Joe froze with one foot lifted. He hissed, "Hush!"
"—dragon. I've done enough hunting to know—ulp!"
Mary had turned and clamped her hand over Delendor's mouth with surprising strength. "Oh, please, Prince!" she whispered. "Please obey Master Joe."
Joe put his foot down very carefully. Something that clanked and wheezed like a steam locomotive was coming up the road toward them. There wasn't much doubt about what the something was.

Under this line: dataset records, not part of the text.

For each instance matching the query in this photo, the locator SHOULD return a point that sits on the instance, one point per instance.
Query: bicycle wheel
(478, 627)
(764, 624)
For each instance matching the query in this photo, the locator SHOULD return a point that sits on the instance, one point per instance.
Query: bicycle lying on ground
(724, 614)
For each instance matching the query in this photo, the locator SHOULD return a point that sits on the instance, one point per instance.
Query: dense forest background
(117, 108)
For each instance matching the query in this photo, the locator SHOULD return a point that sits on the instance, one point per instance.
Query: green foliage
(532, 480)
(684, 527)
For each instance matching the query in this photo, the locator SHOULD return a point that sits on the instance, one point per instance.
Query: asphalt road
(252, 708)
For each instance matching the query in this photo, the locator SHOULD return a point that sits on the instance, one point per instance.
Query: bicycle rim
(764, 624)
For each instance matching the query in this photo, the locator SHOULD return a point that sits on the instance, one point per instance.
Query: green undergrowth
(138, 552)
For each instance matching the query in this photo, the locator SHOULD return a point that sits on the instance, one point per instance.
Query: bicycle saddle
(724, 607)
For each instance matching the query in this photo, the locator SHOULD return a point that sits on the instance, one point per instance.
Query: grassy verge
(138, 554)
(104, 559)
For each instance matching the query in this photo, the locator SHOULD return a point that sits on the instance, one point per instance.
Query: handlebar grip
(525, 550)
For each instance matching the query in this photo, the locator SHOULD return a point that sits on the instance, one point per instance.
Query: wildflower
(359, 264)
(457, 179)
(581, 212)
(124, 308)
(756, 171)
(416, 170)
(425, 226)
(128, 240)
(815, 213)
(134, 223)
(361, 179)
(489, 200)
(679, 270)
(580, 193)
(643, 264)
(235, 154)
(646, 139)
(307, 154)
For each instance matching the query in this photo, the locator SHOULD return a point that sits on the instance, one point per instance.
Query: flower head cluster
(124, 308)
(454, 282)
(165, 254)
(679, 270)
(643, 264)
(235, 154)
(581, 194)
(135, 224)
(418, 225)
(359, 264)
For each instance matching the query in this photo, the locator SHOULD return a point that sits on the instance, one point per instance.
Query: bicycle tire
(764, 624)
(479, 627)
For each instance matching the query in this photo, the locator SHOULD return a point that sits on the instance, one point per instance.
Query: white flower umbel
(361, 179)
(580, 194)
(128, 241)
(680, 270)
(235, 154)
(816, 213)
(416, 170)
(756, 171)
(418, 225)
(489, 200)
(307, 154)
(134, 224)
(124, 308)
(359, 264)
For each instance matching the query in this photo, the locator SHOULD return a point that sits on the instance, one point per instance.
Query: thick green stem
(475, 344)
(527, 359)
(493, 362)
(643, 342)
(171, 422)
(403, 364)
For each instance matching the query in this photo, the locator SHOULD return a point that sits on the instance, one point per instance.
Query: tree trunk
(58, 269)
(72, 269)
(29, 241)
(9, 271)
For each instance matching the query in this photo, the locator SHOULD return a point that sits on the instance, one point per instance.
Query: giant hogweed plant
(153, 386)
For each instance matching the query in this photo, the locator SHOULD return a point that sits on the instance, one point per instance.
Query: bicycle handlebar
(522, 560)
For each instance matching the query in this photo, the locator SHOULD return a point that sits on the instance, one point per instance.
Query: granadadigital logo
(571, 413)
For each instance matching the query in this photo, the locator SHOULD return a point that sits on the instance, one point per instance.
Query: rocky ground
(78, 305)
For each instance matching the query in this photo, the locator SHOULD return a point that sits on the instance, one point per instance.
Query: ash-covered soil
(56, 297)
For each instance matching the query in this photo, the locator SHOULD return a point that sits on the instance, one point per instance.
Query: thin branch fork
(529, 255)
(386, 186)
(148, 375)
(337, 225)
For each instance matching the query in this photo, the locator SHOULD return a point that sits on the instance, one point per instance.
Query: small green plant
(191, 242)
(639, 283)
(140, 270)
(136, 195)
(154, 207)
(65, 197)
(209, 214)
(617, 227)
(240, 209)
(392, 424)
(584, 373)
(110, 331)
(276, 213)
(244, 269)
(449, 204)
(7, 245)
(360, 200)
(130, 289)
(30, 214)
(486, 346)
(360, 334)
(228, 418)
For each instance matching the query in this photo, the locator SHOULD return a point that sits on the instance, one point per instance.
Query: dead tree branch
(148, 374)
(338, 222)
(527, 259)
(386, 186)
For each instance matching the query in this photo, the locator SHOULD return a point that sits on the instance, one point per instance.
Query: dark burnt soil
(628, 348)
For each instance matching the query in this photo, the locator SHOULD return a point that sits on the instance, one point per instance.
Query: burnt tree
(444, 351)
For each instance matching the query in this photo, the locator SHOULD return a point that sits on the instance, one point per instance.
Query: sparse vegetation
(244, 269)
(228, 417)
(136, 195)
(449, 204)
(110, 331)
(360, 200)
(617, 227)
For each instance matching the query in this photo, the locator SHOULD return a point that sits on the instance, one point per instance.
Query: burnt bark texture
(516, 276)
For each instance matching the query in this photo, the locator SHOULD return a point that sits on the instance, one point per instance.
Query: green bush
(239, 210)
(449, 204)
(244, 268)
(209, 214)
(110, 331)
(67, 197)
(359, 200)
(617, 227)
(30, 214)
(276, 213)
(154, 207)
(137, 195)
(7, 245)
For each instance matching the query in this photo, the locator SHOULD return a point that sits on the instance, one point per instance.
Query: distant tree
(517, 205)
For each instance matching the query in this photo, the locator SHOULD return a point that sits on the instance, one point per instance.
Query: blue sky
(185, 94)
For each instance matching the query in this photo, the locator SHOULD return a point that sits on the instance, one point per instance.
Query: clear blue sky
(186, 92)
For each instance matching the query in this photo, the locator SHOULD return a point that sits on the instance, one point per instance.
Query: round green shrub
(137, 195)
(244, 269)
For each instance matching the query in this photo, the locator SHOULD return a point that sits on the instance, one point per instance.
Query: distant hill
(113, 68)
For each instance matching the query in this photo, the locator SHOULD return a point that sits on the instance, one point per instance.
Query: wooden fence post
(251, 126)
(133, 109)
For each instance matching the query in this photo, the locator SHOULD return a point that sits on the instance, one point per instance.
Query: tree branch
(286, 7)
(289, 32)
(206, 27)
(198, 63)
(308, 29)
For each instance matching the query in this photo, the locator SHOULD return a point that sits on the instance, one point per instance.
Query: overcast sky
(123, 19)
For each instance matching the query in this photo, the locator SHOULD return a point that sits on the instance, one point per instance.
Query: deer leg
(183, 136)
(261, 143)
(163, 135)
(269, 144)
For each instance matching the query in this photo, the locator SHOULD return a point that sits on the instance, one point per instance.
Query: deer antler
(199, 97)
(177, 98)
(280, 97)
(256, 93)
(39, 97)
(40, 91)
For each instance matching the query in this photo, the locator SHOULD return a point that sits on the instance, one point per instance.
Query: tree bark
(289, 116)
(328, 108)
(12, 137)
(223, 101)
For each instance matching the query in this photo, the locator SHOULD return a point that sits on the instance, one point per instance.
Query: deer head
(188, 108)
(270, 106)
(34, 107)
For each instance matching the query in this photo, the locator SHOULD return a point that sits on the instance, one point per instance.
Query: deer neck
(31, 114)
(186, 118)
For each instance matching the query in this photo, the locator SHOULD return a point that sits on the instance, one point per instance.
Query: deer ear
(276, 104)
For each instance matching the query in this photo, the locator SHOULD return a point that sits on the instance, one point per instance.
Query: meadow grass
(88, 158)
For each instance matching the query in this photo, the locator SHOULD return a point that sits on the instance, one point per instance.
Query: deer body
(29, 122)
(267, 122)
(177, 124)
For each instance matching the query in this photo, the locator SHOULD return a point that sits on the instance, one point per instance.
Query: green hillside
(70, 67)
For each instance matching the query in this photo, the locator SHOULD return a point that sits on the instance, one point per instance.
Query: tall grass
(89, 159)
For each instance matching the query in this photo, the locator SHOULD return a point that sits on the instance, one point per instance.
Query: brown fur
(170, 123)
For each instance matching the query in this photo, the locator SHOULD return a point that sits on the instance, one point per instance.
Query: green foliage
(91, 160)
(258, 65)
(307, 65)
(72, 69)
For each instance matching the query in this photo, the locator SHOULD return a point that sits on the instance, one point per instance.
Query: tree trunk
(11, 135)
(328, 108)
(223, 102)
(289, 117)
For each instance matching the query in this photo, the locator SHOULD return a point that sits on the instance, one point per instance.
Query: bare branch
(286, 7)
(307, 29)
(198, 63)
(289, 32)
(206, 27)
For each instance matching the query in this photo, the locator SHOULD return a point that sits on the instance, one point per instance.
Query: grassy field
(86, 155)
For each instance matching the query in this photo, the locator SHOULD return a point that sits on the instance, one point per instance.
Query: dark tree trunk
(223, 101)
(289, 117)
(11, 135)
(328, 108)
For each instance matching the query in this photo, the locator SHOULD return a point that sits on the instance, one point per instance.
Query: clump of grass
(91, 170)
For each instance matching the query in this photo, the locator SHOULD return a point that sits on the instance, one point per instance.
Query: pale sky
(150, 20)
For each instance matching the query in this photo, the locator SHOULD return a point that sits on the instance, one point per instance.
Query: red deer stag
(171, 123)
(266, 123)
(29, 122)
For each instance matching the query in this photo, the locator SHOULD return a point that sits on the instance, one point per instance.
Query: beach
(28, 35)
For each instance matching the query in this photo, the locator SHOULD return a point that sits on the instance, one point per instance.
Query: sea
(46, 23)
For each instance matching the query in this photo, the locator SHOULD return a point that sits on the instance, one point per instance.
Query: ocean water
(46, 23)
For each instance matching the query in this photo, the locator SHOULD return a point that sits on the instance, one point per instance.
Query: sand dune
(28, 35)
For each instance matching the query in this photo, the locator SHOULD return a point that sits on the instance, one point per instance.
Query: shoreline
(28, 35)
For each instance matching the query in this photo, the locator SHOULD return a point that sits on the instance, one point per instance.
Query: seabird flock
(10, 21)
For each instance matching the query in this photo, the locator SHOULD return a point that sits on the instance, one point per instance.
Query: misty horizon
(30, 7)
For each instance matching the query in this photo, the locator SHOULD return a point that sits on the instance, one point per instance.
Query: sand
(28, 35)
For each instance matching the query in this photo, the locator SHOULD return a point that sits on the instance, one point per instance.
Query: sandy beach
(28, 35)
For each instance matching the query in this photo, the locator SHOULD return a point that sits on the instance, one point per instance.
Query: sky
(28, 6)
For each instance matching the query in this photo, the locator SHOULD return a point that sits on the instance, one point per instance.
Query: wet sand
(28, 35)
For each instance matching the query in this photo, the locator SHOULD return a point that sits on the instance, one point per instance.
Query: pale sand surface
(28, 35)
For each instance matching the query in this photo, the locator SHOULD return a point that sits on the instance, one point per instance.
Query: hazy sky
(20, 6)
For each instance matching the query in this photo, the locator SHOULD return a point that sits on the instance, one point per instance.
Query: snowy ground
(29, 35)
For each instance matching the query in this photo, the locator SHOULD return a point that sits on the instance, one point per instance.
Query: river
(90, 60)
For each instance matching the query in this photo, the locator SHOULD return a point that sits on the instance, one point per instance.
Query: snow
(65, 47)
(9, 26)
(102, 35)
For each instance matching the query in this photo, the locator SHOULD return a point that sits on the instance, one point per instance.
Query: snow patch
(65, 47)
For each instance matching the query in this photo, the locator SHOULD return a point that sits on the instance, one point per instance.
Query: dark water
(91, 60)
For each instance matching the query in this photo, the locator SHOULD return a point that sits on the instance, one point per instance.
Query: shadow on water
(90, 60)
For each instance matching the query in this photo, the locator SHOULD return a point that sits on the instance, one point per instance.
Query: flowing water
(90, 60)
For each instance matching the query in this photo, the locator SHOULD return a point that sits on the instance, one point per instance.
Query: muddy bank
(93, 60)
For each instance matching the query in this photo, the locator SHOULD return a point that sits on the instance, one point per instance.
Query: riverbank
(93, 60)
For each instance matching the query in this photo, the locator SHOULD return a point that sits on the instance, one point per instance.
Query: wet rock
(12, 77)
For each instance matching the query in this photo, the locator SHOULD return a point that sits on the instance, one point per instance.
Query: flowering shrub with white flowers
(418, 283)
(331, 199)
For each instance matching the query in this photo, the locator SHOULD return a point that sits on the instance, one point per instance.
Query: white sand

The dragon came around a sweeping bend only fifty yards away. Its color was the red of glowing iron.
The dragon probably wasn't any longer than the thirty-odd yards Ezekiel had claimed for it . . . but seeing a creature of the unimaginably great size was very different from hearing the words spoken.
No wonder the knights—and the crossbowmen—had been unable to harm the thing.
The dragon was covered with bony scutes similar to those of a crocodile, and the beast's general shape was crocodilelike as well: so low-slung that the long jaws almost brushed the cobblestones, with a massive body carried on four short legs. The upper and lower rows of the dragon's teeth overlapped like the spikes of an Iron Maiden.
The dragon's claws sparked on the roadway. Its breath chuffed out a reek of decay which enveloped Joe as he peered from the brush in amazement.
Well, he'd come to look at the dragon to determine what were its weak spots.
There weren't any.
They'd have to get back to Hamisch as fast as they could—making the necessary wide circuit to avoid the dragon. The beast would reach the city in a few tens of minutes, and the only hope of the people inside was to scatter. The walls wouldn't last a—
"Kikikikiki!" shrieked the monkey. It hurled a bit of seedpod as it charged the dragon.
"Kiki!" cried Delendor in a voice almost as high-pitched as his pet's. The prince whisked his sword from its sheath and crossed the expanse of brush between himself and the highway in three deerlike leaps.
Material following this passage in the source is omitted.